Selon Ricoeur, « au ternaire de l’appel — Torah, Prophètes, Sagesse — répond, du côté du soi, le rythme ternaire d’une identité fondée, d’une identité ébranlée et d’une identité à la fois singularisée et universalisée[74] ». Pour Thomasset, la lecture que Ricoeur fait de Beauchamp risque cependant « d’en rester à une juxtaposition de figures du soi répondant à des temporalités différentes ». Il lui a manqué, dit-il, la reprise de l’idée de l’écriture de la fin de l’histoire, « où Loi, Prophètes et Sagesse se donnent rendez-vous pour regarder ensemble leur avenir ». Cette convergence des écritures est le lieu de la suscitation d’un soi répondant, constitutif d’une liberté théonomique et d’un peuple nouveau. Le soi qui répond à une telle suscitation d’existence, poursuit Thomasset,

c’est Jésus-Christ et le peuple auquel il donne naissance […]. L’existence de Jésus-Christ, sa vie terrestre dans sa durée, est passage incessant de l’Ancien au Nouveau, car le changement de l’un à l’autre ne se fait pas en un instant. […] Le chrétien est par excellence le sujet répondant à la poétique biblique de l’Ancien et du Nouveau Testament. Il est celui dont la liberté ne cesse de se constituer en face de la suscitation de la transcendance divine, au sein du mouvement de la promesse[75].

Conclusion : se mettre à l’école de la poétique

Les deux parcours ici présentés sont très différents, mais invitent à un même exercice : un retour à la source même de l’avènement de l’Être, qui se donne dans l’oeuvre d’art et dont le langage privilégié est celui des poètes et des artistes. Manigne, en lisant Heidegger, et Thomasset, en reprenant les contributions de Ricoeur, ouvrent des pistes importantes et complémentaires pour la théologie. Le premier, en nous invitant à rester davantage sur la symbolique primordiale d’où émerge le sens, celui d’une ontophanie, mais aussi celui d’une théophanie. Le second, en nous invitant au travail d’interprétation du sens qui jaillit des formes symboliques par lesquelles le sens de l’existence et le sens de l’existence illuminée par la poétique biblique nous adviennent.

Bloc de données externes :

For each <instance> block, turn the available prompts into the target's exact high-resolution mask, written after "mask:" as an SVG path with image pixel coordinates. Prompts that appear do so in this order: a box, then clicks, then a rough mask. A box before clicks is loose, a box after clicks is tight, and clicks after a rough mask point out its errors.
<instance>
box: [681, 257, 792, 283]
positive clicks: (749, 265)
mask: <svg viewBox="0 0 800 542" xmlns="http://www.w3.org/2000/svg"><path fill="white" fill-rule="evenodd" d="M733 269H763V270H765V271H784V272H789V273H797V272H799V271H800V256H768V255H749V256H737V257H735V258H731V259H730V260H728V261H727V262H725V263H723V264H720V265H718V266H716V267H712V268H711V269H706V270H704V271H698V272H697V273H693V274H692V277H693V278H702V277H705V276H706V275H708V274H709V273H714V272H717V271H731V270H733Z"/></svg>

Il faudra certainement creuser les analyses des approches ici présentées, pour ne pas en rester au seuil de l’accueil de ce que nous enseigne la raison poétique, mais la laisser féconder la façon même de lire les différents contenus de la foi. Habituée si longtemps à accéder aux contenus de la foi à partir d’une systématisation dogmatique et conceptuelle, la théologie doit saisir l’invitation au retour aux sources et accueillir à nouveaux frais ce que lui enseigne le langage de la poésie et de la littérature. Peut-être y trouvera-t-elle de nouvelles ressources pour se rendre plus signifiante et pertinente dans l’actualité.